This chaos is tearing apart Syria's social fabric. We've written about how Syria's young women face forced marriage for the sake of the bride price, their families desperate to live off their dowry. Funerals, a solemn but sacred tradition in Aleppo, have devolved into a stock dumping of bodies, devoid of religious ritual. Profiteering has left citizens disgusted and distrustful of each other as they witness price gauging of food and basic necessities - the haves ripping off the have-nots.
For Syria's kids, it's leaving scars that can last a generation. Violence is breeding nightmares. Schools are overflowing with refugees, leaving few open to actually teach in overcrowded classrooms. In refugee camps, as NPR's Deborah Amos explored, the signs of post-traumatic stress disorder are made manifest in children's drawings.
Among adults, Syrians have been enveloped by a hardened fatalism that we journalists used to only among the survivors of Lebanon's civil war.
"Whether we're bombed or killed, it doesn't change anything because we're hopeless. [Syrians] say, ‘If I'm going to die, let me die in my home,'" said one resident of the embattled neighborhoods of Damascus. "There is something broken inside the people."
Amidst the suffering, international actors like the United States have been practically irrelevant. From the ground, if you're not helping rebel groups win the war or delivering aid people can see, you're not present. And on those markers of influence, the United States has been missing in action: While Washington debated arming the rebels, the rebels armed themselves. While the West considered removing Assad by force, Russia and Iran gave him a sufficient lifeline to stay in power.

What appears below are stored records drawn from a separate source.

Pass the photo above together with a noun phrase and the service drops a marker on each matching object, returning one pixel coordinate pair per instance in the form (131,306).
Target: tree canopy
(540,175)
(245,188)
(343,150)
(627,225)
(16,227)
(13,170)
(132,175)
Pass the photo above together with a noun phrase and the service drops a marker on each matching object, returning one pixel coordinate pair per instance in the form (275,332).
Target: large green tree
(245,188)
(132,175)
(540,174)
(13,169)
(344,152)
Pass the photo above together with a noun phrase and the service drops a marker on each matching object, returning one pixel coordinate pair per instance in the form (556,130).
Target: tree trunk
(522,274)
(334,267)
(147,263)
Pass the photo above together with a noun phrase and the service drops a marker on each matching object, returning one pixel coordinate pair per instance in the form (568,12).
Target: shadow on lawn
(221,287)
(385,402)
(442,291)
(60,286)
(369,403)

And while Washington worked to formulate its policy, conditions devolved to the point where it can no longer be effective.
Syrians see the past two years as a failure of global leadership -- a case of total inaction on the part of the United States. People waiting on bread lines and suffering in Aleppo's cold ask us if America's leaders even know what's happening to them. They can't believe they would let it go on.
"No American flags were burnt, but Syrians today are more skeptical of Americans than they were in the year past," wrote Yassin Al Haj Saleh, an opposition voice in Damascus who keeps in touch with us by email.
"Washington failed to mobilize the international position in favor of changing the Syrian regime. That could have been the meeting point of the Syrian interest and the enlightened American interest," he wrote.
That is, at the end of the day, the grim message I've taken away from watching this war: We have lost Syria -- we've lost the good faith of its people and lost the opportunity to stem its decline. Everyone, everywhere we've reached has said the same thing: Stop the bleeding. This message speaks to wounds we cannot see and stories we can hardly fathom. But they will shape the Middle East for generations to come.